A table of geometries can be processed easily if either geomA or geomB is a constant. But what if there are many thousands of geomA, and hundreds of thousands of geomB? Our example is land type classifications (geomA) and California county land parcels (geomB).

Here is a look at a finished result:

Areas that are colored either green, dark red or gray, are the sum of the area of parcel property in this county, classified into three categories (greenfield, constrained, urban). The remaining yellowish are largely right-of-way (roads, paths, freeways etc). The analysis is done by bringing together two very large input tables – a land classification of the county divided into three classes (14,000 polygons in this example), and the set of parcel properties (~800,000 records).

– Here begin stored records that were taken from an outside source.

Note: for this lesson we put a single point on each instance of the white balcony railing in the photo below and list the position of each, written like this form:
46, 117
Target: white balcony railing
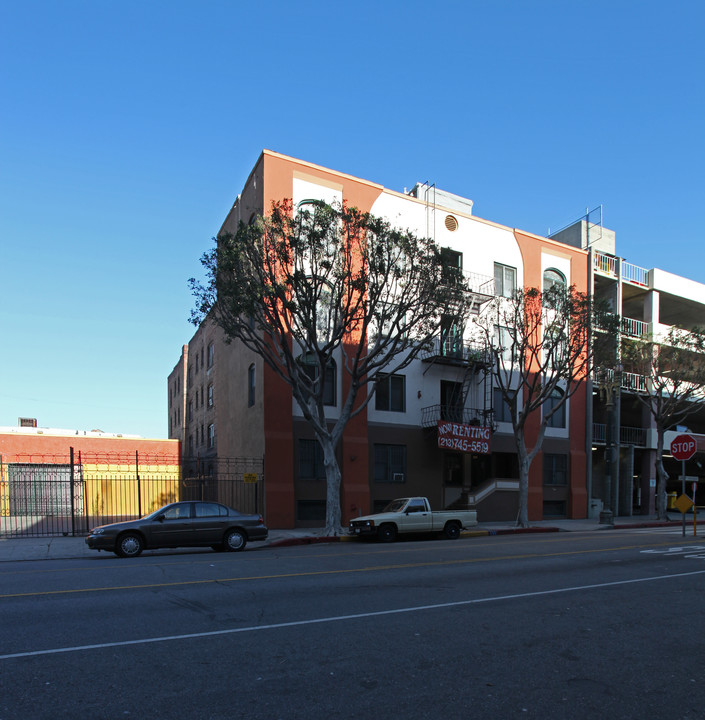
634, 328
607, 265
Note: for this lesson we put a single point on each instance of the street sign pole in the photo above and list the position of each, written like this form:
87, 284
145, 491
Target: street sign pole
683, 489
683, 447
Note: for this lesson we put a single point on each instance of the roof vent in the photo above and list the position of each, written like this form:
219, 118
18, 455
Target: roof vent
451, 223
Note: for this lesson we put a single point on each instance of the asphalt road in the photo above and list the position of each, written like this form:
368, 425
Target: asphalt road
563, 625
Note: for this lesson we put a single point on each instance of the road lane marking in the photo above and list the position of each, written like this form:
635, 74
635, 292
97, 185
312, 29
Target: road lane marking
315, 573
342, 618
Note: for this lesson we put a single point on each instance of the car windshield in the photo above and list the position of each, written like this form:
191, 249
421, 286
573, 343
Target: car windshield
155, 513
396, 505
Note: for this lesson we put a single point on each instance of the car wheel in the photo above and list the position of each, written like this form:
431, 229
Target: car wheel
129, 545
452, 531
387, 533
235, 540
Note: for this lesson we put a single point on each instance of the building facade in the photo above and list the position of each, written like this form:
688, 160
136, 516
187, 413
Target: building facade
226, 404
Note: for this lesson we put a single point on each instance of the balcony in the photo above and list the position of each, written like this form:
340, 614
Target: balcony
627, 435
467, 416
605, 264
629, 381
450, 351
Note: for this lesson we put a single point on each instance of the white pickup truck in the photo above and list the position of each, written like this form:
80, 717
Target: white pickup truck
412, 515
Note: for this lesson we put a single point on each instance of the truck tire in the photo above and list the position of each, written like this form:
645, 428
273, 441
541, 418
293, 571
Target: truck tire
452, 531
387, 532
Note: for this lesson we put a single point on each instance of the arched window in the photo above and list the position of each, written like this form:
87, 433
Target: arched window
310, 367
553, 278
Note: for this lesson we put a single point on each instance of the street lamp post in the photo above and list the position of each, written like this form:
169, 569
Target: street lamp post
611, 381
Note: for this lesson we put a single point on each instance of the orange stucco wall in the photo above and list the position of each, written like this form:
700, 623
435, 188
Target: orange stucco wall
278, 173
32, 447
532, 248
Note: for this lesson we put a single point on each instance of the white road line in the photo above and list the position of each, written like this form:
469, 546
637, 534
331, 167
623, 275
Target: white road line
340, 618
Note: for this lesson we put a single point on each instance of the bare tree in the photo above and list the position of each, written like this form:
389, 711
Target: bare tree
671, 386
327, 285
541, 355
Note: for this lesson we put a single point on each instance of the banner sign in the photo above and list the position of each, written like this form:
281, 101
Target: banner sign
466, 438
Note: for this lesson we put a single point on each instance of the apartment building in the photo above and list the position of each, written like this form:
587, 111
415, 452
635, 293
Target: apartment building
225, 403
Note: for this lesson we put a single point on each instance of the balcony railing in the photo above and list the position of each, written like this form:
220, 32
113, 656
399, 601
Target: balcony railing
607, 265
634, 328
467, 416
629, 381
452, 350
627, 435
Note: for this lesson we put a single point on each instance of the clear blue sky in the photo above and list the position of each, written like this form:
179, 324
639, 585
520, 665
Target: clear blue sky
128, 128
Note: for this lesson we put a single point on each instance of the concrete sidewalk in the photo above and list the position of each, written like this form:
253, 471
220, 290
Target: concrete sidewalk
54, 548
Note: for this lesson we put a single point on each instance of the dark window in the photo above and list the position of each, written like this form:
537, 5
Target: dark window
207, 509
451, 401
416, 506
311, 460
178, 512
451, 337
311, 510
505, 280
558, 417
502, 411
390, 463
554, 508
310, 367
452, 262
251, 386
506, 466
555, 469
391, 393
553, 278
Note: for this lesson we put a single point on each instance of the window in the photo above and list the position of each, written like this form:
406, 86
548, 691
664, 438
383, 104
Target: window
251, 386
558, 418
503, 342
311, 460
452, 262
416, 506
390, 463
451, 337
553, 278
310, 367
209, 510
505, 280
391, 393
555, 469
311, 511
502, 411
178, 512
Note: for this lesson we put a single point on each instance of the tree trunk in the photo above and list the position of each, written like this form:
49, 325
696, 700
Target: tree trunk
333, 477
661, 509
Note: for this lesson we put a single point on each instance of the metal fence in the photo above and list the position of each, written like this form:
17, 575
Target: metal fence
45, 499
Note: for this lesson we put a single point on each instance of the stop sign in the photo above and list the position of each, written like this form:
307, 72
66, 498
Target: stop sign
683, 447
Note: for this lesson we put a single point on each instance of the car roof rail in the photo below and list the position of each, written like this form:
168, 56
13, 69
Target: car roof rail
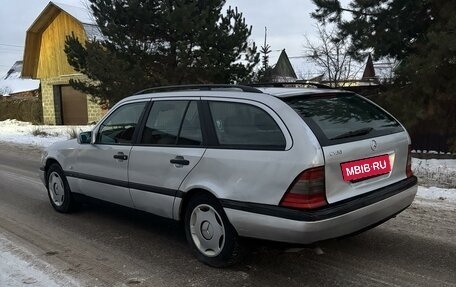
205, 87
288, 84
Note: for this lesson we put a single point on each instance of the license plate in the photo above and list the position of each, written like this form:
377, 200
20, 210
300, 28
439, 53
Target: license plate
367, 167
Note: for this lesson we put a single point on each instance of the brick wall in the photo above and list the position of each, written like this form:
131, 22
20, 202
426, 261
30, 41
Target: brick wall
51, 104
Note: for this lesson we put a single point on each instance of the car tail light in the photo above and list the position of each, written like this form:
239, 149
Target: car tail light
408, 168
307, 191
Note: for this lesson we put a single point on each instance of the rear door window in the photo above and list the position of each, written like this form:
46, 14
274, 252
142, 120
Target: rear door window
173, 123
239, 125
339, 118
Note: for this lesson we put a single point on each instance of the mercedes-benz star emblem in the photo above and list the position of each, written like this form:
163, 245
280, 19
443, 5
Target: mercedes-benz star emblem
374, 145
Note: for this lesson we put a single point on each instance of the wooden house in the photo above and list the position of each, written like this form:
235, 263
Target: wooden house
45, 59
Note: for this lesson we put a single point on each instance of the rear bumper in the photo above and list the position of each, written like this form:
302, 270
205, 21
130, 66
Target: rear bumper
336, 220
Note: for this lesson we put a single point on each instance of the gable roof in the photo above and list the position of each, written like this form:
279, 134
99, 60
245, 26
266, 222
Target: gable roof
283, 70
15, 71
49, 13
369, 70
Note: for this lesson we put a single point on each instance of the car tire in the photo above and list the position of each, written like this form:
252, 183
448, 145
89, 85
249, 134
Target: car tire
59, 191
212, 238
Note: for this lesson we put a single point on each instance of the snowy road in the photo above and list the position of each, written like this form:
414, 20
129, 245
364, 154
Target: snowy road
104, 245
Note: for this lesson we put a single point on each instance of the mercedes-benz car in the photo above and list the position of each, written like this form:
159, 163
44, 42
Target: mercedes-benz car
296, 165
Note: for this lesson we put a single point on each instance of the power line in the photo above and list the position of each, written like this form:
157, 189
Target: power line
10, 45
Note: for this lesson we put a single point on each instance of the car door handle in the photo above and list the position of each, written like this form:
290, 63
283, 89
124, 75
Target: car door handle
179, 160
120, 156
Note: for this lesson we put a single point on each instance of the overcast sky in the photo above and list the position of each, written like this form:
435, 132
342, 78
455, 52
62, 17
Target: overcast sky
287, 22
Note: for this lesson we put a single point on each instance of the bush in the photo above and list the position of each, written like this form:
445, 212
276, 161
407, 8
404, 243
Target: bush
27, 109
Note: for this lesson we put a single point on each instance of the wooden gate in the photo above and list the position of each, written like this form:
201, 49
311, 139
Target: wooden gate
74, 106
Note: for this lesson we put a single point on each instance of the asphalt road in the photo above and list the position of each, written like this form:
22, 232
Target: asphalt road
105, 245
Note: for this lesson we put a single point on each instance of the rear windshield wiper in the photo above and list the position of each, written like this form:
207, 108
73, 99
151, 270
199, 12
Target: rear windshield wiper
358, 132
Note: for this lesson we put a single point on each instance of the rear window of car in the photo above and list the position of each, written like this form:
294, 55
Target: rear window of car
339, 118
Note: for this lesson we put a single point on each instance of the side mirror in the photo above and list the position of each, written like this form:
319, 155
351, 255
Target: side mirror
85, 138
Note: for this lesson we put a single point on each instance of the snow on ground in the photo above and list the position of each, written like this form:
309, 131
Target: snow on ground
12, 86
18, 267
437, 180
22, 133
435, 172
433, 193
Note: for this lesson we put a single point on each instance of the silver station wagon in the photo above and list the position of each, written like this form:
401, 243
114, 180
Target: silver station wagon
296, 165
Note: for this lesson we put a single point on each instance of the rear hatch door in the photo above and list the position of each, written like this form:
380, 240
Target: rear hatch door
364, 147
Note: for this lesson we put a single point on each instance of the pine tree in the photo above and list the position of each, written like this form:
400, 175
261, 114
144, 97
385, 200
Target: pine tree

Start by subtracting all parcels p that touch a given classification polygon l as inner diff

INSERT into landtypes_minus_parcels
SELECT
      l.id_lt,
      l.landtype as landtype_seamless_orig,
      l.other_class,
      CASE when
        st_difference(  l.wkb_geometry,
               st_union(p.wkb_geometry)  )
        is null then l.wkb_geometry
      else
        st_difference(  l.wkb_geometry,
               st_union(p.wkb_geometry)  )
      end
       as tgeom
FROM
   %s l
   inner join
   %s p
   on st_intersects(l.wkb_geometry, p.wkb_geometry)
WHERE l.id_lt = %s
GROUP BY l.id_lt, l.wkb_geometry;

Get a list of primary keys in python from the classification table l

tSQL = '''
select id_lt from %s order by id_lt;
''' % (targ_landtypes)

try:
    gCurs.execute( tSQL )
    gDB.commit()
except Exception, E:
    print str(E)
    raise

idsA  = []
idsTA = gCurs.fetchall()
for tElem in idsTA: idsA.append( tElem[0] )

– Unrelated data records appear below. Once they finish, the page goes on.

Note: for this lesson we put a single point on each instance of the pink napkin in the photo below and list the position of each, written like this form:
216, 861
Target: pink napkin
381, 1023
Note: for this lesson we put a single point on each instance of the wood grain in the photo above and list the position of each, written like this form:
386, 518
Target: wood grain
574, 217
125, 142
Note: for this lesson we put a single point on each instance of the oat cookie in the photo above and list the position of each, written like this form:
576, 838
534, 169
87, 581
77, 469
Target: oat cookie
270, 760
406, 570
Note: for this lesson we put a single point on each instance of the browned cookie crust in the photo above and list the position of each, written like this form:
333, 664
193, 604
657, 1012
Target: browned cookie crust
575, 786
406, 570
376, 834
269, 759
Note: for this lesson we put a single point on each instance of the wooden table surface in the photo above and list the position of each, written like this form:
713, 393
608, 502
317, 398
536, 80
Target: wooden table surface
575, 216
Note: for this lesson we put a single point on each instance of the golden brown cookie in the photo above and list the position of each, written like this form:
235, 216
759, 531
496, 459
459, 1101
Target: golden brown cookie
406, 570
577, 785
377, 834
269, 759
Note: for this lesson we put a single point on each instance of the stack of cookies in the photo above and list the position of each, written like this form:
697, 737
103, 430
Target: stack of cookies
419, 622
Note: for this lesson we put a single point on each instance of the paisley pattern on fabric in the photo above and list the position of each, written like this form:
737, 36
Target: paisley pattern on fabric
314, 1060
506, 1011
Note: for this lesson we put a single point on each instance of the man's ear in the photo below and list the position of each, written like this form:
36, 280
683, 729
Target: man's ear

A psycopg2 query cursor returns an array of tuple – for convenience take the one and only one result per tuple and build a simple list from them. In this analysis, we take the length of the list of primary keys of classification polygons, divide by the desired number of threads, to get a number of classification polygons that will be handled per thread. Since we have an ordered list of primary keys, it is straightforward to pick two keys at a time – upper and lower pkey – and pass them into each thread as dictionary arguments.

tBaseDiv = len( idsA ) / gThreadCount
tBaseOffset = 0
for i in range( gThreadCount ):
    if i == gThreadCount - 1:
       ## last bucket gets any remainder, too
       tEndInd = len( idsA ) - 1
    else:
       tEndInd = tBaseOffset + tBaseDiv - 1

    tD = {
      'start_id': idsA[ tBaseOffset ],
      'end_id': idsA[ tEndInd ]
    }

    tBaseOffset += tBaseDiv
    queue.put( tD )

Next, a unit of work has to be described; a threading.Thread subclass could be defined as follows: upon running, retrieve a parameter Dict from the threads queue, and from it the upper and lower primary key bounds for this thread; for each primary key in this range, execute the inner diff query; when completed, commit() to the database and signal that this thread is complete.

class Thread_ComputeCTWUnit(threading.Thread):
    """Threaded Unit of work"""
    def __init__(self, queue):
      threading.Thread.__init__(self)
      self.queue = queue

    def run(self):
      while True:
        #grabs host from queue
        jobD = self.queue.get()

        tQueuedJobStr = '''
  select id_lt from %s where id_lt >= %s and id_lt < = %s
''' % ( targ_landtypes, jobD['start_id'], jobD['end_id'] )

        #tTmpAnswer = tLocalCurs.fetchone()[0]
        #print 'start_id=',jobD['start_id'],'; end_id=',jobD['end_id'],'; count=',str(tTmpAnswer)

        ##---------------------------
        ## each thread has its own pyscopg2 connection
        try:
          tLocalConn = psycopg2.connect( gDSN )
        except Exception, E:
          print str(E),' start_id=',jobD['start_id']
          self.queue.task_done()
          return

        tLocalCurs = tLocalConn.cursor()
        try:
          tLocalCurs.execute( tQueuedJobStr )
        except Exception, E:
          print str(E)

        tTA_local = tLocalCurs.fetchall()
        for tInd in tTA_local:
            try:
                tLocalCurs.execute( tSQL_primediff % (targ_landtypes,src_parcels,tInd[0]) )
                #tLocalConn.commit()
            except Exception, E:
                print str(E)
                raise

        tLocalConn.commit()
        tLocalConn.close()
        ##---------------------------
        #signals to queue job is done
        self.queue.task_done()
        return

Given 14,000 classified polygons as input, parcel records for a county, running on a 16 core linux machine, and creating 14 threads, each thread will run 1000 queries then commit() back to the database. The runtime in practice is about 15%-30% of the time it would take without threading. One reason for this is that even though each thread has the same number of classification polygons to work on, not all polygon subtractions are created equal, so inevitably some sets of queries take longer than others.